Superduper Protocol
Superduper includes a protocol allowed developers to switch back and forth from Python and YAML/ JSON formats. The mapping is fairly self-explanatory after reading the examples below.
Writing in Superduper-protocol directly​
- YAML
- JSON
- Python
_base: "?my_vector_index"
_leaves:
postprocess:
_path: superduper.base.code.Code
code: '
from superduper import code
@code
def postprocess(x):
return x.tolist()
'
my_vector:
_path: superduper.components.vector_index.vector
shape: 384
sentence_transformer:
_path: superduper.ext.sentence_transformers.model.SentenceTransformer
datatype: "?my_vector"
model: "all-MiniLM-L6-v2"
postprocess: "?postprocess"
my_query:
_path: superduper.backends.mongodb.query.parse_query
query: "documents.find()"
my_listener:
_path: superduper.components.listener.Listener
model: "?sentence_transformer"
select: "?my_query"
key: "X"
my_vector_index:
_path: superduper.components.vector_index.VectorIndex
indexing_listener: "?my_listener"
measure: cosine
Then from the commmand line:
superduper apply --manifest='<path_to_config>.yaml'
{
"_base": "?my_vector_index",
"_leaves": {
"postprocess": {
"_path": "superduper.base.code.Code",
"code": "from superduper import code\n\n@code\ndef postprocess(x):\n return x.tolist()"
},
"my_vector": {
"_path": "superduper.components.vector_index.vector",
"shape": 384
},
"sentence_transformer": {
"_path": "superduper.ext.sentence_transformers.model.SentenceTransformer",
"datatype": "?my_vector",
"model": "all-MiniLM-L6-v2",
"postprocess": "?postprocess"
},
"my_query": {
"_path": "superduper.backends.mongodb.query.parse_query",
"query": "documents.find()"
},
"my_listener": {
"_path": "superduper.components.listener.Listener",
"model": "?sentence_transformer",
"select": "?my_query"
},
"my_vector_index": {
"_path": "superduper.components.vector_index.VectorIndex",
"indexing_listener": "?my_listener",
"measure": "cosine"
}
}
}
Then from the command line:
superduper apply --manifest='<path_to_config>.json'
from superduper import superduper
from superduper.components.vector_index import vector
from superduper.ext.sentence_transformers.model import SentenceTransformer
from superduper.components.listener import Listener
from superduper.components.vector_index import VectorIndex
from superduper.base.code import Code
from superduper import Stack
db = superduper('mongomock://')
datatype = vector(shape=384, identifier="my-vec")
def postprocess(x):
return x.tolist()
postprocess = Code.from_object(postprocess)

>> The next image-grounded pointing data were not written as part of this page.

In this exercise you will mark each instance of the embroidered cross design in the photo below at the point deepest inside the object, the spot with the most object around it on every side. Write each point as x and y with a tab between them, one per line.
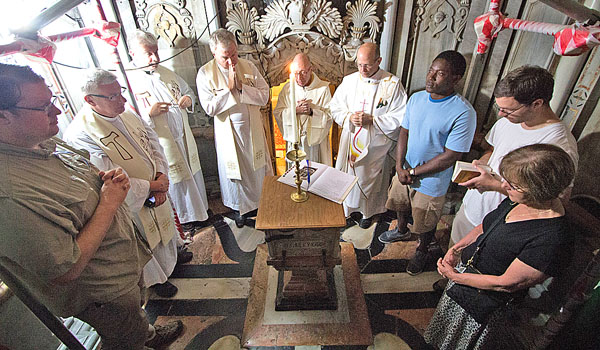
111	139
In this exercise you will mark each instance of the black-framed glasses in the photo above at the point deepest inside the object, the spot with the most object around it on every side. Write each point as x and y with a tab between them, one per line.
46	109
506	112
111	97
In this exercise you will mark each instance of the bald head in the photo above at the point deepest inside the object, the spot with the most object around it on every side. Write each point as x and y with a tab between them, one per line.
303	69
367	59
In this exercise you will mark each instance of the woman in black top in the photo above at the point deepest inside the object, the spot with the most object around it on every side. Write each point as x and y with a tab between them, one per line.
519	244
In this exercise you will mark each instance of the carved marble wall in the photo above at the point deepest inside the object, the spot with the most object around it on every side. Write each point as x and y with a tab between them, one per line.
272	34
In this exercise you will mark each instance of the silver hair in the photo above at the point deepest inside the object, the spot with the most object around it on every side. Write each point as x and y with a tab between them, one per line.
221	36
141	37
96	77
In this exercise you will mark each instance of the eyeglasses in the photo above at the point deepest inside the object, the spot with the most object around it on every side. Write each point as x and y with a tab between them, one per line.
365	66
513	187
46	109
301	72
111	98
506	112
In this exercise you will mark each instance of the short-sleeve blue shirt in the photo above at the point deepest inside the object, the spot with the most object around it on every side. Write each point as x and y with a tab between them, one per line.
432	126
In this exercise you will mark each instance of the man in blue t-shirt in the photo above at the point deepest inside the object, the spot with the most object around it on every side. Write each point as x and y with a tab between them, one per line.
438	127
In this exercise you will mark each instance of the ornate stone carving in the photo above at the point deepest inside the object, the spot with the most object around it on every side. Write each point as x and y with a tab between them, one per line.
140	13
167	21
441	15
325	54
166	26
300	15
242	22
360	18
314	27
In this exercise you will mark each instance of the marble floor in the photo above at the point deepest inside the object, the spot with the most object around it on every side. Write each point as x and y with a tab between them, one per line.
214	288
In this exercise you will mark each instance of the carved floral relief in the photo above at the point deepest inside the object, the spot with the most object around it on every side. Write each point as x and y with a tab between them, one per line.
438	16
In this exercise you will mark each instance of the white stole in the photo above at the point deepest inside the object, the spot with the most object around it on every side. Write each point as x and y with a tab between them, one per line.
309	133
360	137
178	170
158	222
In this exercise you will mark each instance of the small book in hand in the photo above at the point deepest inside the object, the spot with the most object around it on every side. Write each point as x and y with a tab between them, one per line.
464	171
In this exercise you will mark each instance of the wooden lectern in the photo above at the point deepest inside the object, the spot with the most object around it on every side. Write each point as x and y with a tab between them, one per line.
303	245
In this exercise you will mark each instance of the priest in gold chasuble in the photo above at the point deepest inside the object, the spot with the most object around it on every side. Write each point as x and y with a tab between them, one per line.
369	107
311	107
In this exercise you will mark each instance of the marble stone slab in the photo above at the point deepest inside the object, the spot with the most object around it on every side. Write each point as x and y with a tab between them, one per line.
339	332
272	317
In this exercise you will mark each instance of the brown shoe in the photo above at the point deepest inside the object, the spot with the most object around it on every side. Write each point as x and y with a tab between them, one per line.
165	334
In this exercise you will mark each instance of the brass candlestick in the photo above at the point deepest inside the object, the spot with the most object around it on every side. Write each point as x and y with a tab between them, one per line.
297	155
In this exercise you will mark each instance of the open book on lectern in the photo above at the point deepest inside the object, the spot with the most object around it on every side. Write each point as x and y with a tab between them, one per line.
321	180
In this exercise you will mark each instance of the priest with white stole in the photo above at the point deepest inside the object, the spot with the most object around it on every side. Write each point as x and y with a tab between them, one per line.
369	107
163	97
115	137
232	90
310	107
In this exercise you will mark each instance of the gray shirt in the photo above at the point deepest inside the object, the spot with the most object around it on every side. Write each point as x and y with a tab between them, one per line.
46	197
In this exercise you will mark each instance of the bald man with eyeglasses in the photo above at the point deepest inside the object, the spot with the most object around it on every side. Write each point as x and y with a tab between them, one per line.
66	234
117	136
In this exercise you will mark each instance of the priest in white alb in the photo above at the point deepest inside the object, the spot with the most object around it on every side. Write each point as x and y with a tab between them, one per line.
369	107
163	97
232	90
116	137
311	97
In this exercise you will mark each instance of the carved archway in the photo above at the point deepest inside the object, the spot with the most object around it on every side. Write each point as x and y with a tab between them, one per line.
314	27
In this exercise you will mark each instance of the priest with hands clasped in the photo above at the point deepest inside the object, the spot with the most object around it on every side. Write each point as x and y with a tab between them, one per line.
369	107
232	90
311	97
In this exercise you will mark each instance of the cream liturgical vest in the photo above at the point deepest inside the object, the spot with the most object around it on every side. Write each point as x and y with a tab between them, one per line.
178	171
158	222
377	96
223	126
310	133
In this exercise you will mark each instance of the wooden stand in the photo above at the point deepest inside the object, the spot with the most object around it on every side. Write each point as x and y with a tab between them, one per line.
303	245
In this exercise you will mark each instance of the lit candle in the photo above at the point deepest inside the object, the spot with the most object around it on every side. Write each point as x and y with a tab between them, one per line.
295	137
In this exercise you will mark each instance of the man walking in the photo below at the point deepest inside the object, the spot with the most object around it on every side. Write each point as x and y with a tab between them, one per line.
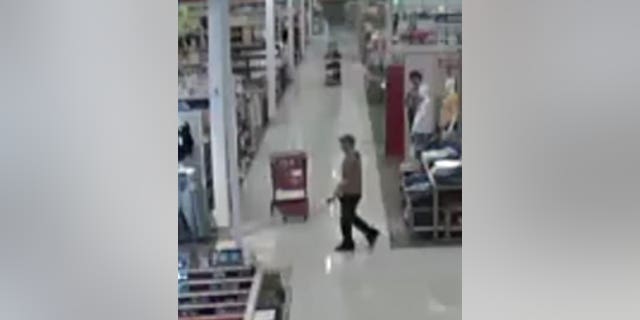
349	192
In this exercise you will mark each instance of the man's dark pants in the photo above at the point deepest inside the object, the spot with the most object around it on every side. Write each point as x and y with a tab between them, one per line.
349	218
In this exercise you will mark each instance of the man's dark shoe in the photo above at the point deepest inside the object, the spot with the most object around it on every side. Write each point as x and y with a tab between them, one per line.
345	247
372	238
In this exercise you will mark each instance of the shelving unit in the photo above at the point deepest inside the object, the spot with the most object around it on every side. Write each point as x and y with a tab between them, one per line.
219	293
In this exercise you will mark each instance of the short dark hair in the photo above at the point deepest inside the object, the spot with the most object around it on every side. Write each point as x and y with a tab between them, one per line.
415	74
348	139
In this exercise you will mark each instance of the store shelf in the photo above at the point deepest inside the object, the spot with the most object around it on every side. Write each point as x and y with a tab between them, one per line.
227	292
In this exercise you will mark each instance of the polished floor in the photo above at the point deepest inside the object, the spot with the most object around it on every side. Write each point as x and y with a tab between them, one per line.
423	283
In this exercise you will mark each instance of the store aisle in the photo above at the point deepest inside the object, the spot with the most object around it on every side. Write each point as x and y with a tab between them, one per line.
384	284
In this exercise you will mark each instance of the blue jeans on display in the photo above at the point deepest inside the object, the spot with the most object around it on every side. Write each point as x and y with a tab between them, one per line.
422	142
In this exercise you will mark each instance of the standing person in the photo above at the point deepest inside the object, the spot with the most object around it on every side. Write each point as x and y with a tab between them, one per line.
349	192
412	99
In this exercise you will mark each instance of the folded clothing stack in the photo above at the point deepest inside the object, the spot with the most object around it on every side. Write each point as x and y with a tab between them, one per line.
447	153
447	172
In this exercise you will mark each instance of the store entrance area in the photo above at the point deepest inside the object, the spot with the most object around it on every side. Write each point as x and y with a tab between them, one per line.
380	284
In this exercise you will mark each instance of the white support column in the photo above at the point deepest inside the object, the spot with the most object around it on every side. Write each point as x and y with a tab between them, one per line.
290	31
388	31
222	112
301	25
270	36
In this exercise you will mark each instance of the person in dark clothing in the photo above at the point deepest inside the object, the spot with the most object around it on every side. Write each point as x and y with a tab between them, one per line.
349	192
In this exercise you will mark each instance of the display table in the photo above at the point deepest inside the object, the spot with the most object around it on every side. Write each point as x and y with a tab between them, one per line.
439	210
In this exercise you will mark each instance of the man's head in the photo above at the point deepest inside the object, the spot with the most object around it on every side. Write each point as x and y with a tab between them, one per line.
347	143
415	77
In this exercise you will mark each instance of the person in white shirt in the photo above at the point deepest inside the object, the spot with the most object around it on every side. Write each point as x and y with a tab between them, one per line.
423	128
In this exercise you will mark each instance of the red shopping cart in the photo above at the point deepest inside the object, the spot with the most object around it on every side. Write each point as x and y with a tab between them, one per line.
289	180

model = SentenceTransformer(
identifier="test",
datatype=datatype,
predict_kwargs={"show_progress_bar": True},
signature="*args,**kwargs",
model="all-MiniLM-L6-v2",
device="cpu",
postprocess=postprocess,
)
listener = Listener(
identifier="my-listener",
key="txt",
model=model,
select=db['documents'].find(),
active=True,
predict_kwargs={}
)
vector_index = VectorIndex(
identifier="my-index",
indexing_listener=listener,
measure="cosine"
)
db.apply(vector_index)
Converting a Component
to Superduper-protocol​
All components may be converted to Superduper-protocol using the Component.encode
method:
encoding = vector_index.encode()
This encoding may be written directly to disk with:
vector_index.export(zip=True) # outputs to "./my-index.zip"
Developers may reload components from disk with Component.read
reloaded = Component.read('./my-index.zip')